Problem 2 — Handle upstream data delays
The Marketing cube provides a view of Marketing Spends for all the sources (Google, Facebook, etc). We have numerous external sources that we consume data from. The problem was that every now and then one or more of these may have delays. So we wanted our process to not wait for the data from all of them. Instead, we wanted to design the workflow to process a source as soon as one was available.
To solve this use case we used the source as the partition column in our output Hive table.
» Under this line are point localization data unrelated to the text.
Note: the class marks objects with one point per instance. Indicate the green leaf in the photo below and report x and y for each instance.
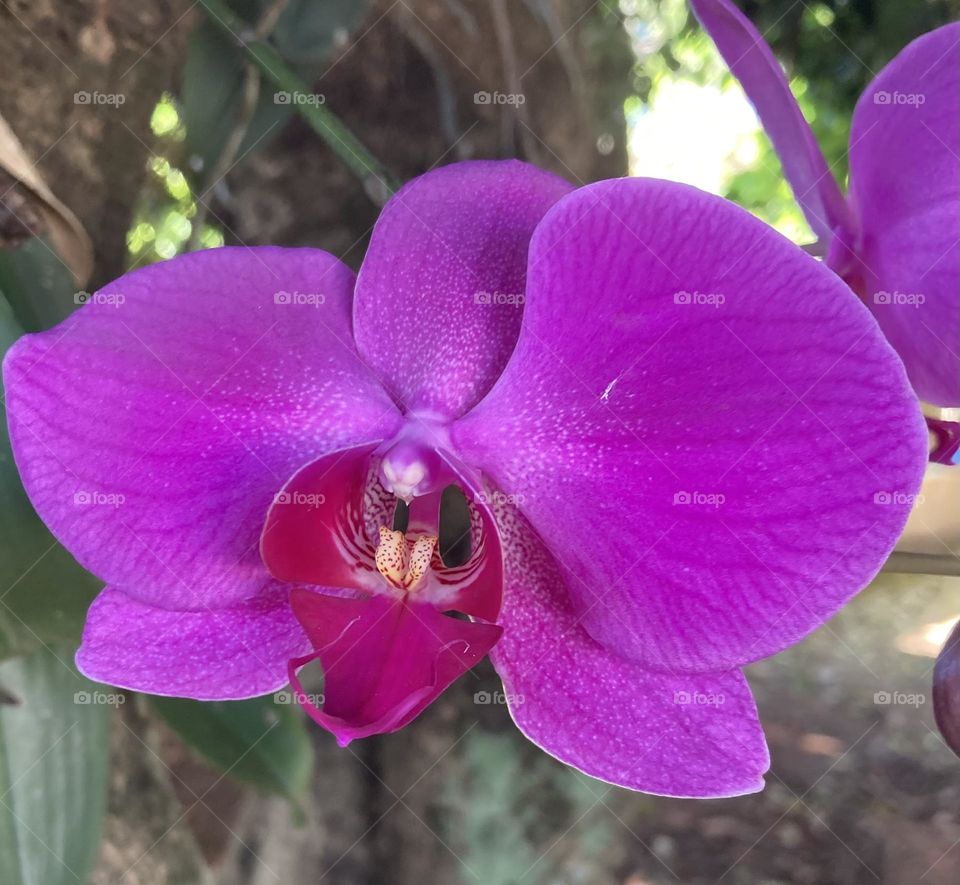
(261, 741)
(54, 746)
(213, 97)
(37, 285)
(213, 73)
(44, 594)
(307, 29)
This partitioning enabled us to run these sources independently whenever the upstream raw data was available for that source. Airflow has a File Sensor operator that was a perfect fit for our use case. Each leg of the workflow started with a file sensor. As soon as upstream source data was available that part of the workflow would run (2nd screen print below). This enabled our consumers to start getting our data sooner.
Just like file sensor, Airflow also has a Hive Partition Sensor. One can use this to wait for a Hive partition to be available (similar to waiting on a file in file sensor). Using these sensors enabled us and our downstream consumers to start their process as soon as data becomes available.
Problem 3 — Monthly full download
The data from one of our Partners is re-downloaded every month on the first Thursday. When it happens we do not want that day’s daily downstream jobs to wait for this full download. Instead we want to download it once that day’s daily data is processed (for downstream consumption). This gives us a full day to download the entire historical data.
One option was to create a new workflow for monthly download. But instead of that we decided to reuse our daily workflow and added a branch for full download. We have used Airflow’s Short Circuit operator to bypass this branch everyday except for the first Thursday of the month. This added a conditional logic in the workflow, running a part of it only when a business condition is met. Its like a if/then statement in your schedule!
Problem 4 — Full download but with data range limitation (combining problem 1 and 3)
The data from one of our other partners is re-downloaded every month on the first Thursday. But they have a limitation that we can’t download data for more than 30 days in one API call. So we combined techniques from Problem 1 (split into 30 day window) and Problem 3 (use short circuit to bypass every day except for the first Thursday of a month) to solve for this limitation. As shown in the 1st screen print below, if it is the first Thursday we start downloading the entire data in monthly chunks. And as time progresses, Airflow will increase the number of chunks depending on how far back we want to download.
Just like a programming language where we use multiple different statements to create a logical program, we started using these Airflow operators and were able to create workflows with business rules/logic in them.
Conclusion
With these examples, we can see “Scheduling as code” can be very flexible. With the power of a programming language we can define workflows with complex business conditions. We can easily scale existing code by splitting it into parallel tasks with smaller run windows. With a small change we can increase the number of splits and handle any increased volumes in future.
Since all of this is code, we can track our scheduling changes using source control (like git) and auto-deploy the changes with a CI/CD pipeline. Gone are the days where we had an operation team update the scheduler manually using a Release form.
Airflow also provides many other out-of-the-box operators that we have not yet explored. We are confident that with Airflow as our Scheduler and Python as its code we will be able to handle any kind of scheduling problem that can come our way.